What is Pandas?

One of the best options for working with tabular data in Python is to use the Python Data Analysis Library (a.k.a. Pandas). The Pandas library provides data structures, produces high quality plots with matplotlib and integrates nicely with other libraries that use NumPy arrays.

Like NumPy, Pandas introduces some new data types to our Python word, the most important of which is the DataFrame.

Briefly, a DataFrame is a 2-dimensional data structure that can store data of different types (including characters, integers, floating point values, factors and more) in columns. It is similar to a spreadsheet or an SQL table or the data.frame in R. A DataFrame always has an index (0-based). An index refers to the position of an element in the data structure.
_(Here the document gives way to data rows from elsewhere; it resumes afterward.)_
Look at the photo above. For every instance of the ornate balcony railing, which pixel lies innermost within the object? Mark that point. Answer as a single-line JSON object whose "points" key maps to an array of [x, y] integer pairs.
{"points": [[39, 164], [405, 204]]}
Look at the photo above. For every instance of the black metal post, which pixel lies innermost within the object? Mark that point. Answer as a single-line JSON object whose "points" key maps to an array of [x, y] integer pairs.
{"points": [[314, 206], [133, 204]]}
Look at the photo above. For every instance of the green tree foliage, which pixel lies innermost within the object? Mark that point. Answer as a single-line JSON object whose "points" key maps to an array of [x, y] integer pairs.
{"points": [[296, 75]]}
Once we load our data into a DataFrame, pandas gives a host of analytical capabilities with the data. Among these are:

  • subset/select/query specific rows and or columns of data
  • handling missing data
  • grouping/aggregating data
  • sorting, transforming, pivoting, and "melting" data
  • computing descriptive and summary stats
  • combining data in different DataFrames
  • plotting data

In short, Pandas and its DataFrame object is essentially a one-stop for anything data.

Learning by Diving In!

Here in this notebook, we'll dive in with some examples and then explain what's going on. The highlights here include:

  • Creating DataFrames programmatically and then by reading in data; and in doing so reviewing the structure and key elements of a DataFrame
  • Examining key properties and methods of a DataFrame that quickly reveal information about our DataFrame: the number of rows and columns, what types of data it stores, quick summary statistics, etc.
  • Summarizing the data in a DataFrame, including how to quickly count and list unique items in a column.
  • Examining the various ways to handle missing data in a DataFrame
  • Grouping data
  • Subsetting observations (rows) and variables (columns)
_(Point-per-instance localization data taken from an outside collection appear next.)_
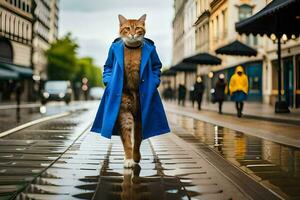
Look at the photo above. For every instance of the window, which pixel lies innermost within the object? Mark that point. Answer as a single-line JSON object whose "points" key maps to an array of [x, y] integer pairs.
{"points": [[225, 29], [245, 11]]}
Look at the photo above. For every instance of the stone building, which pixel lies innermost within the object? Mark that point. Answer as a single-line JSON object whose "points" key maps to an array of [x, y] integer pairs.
{"points": [[15, 46], [24, 37], [45, 32], [214, 26]]}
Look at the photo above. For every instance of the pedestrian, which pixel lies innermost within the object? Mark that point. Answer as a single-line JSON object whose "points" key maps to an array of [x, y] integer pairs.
{"points": [[220, 91], [238, 88], [198, 91], [181, 94]]}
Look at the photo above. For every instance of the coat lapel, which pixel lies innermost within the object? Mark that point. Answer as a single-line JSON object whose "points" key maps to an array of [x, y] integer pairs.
{"points": [[120, 54], [146, 50]]}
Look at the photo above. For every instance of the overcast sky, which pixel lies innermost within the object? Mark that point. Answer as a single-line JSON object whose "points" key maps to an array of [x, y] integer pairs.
{"points": [[94, 23]]}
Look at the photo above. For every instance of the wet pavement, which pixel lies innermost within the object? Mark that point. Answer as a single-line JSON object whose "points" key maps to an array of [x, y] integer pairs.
{"points": [[61, 159], [24, 155], [93, 169], [10, 117], [274, 165]]}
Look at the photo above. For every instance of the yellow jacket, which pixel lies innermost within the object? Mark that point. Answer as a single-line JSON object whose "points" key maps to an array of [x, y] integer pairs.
{"points": [[238, 82]]}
It all starts by importing the package...


In [1]:
#Import the package
import pandas as pd

The DataFrame

We'll begin by exploring the key elements of the DataFrame object. Some notions are self evident, i.e., data are stored in rows and columns, much like a spreadsheet. Others are more nuanced: implicit and explicit indices, tables vs. views, and some others.

Let's begin examining the components of DataFrames by examining two ways they can be created.

DataFrame as a list of lists

First, a DataFrame can be considered as a list of lists. Below we see an example where we have 4 sub-lists, each containing 3 items (e.g. the first list ['Joe',22,& True]). Each of these 4 sub-lists comprises a row in the resulting DataFrame, and each item in a given list becomes a column.


In [52]:
#Creating a simple data frame as a list of lists
df = pd.DataFrame([['Joe',22,True],['Bob',25,False],['Sue',28,False],['Ken',24,True]],
                  index = [10,20,40,30],
                  columns = ['Name','Age','IsStudent']
                 )
#Display the resulting data frame
df


Out[52]:
Name Age IsStudent
10 Joe 22 True
20 Bob 25 False
40 Sue 28 False
30 Ken 24 True

A few key points here:

  • First is that each of the sub-lists has the same number of elements (3) and the same data types as the other sub-lists. Otherwise we'd end up with missing data or "coerced" data types.
  • Second is that we also explicitly specify and index for the rows (index = [1,2,3,4]). The index allows us to identify a specific row.
  • Likewise, we explicitly set column names with columns = ['Name','Age','IsStudent'], and yes, these allow us to indentify specific columns in our DataFrame.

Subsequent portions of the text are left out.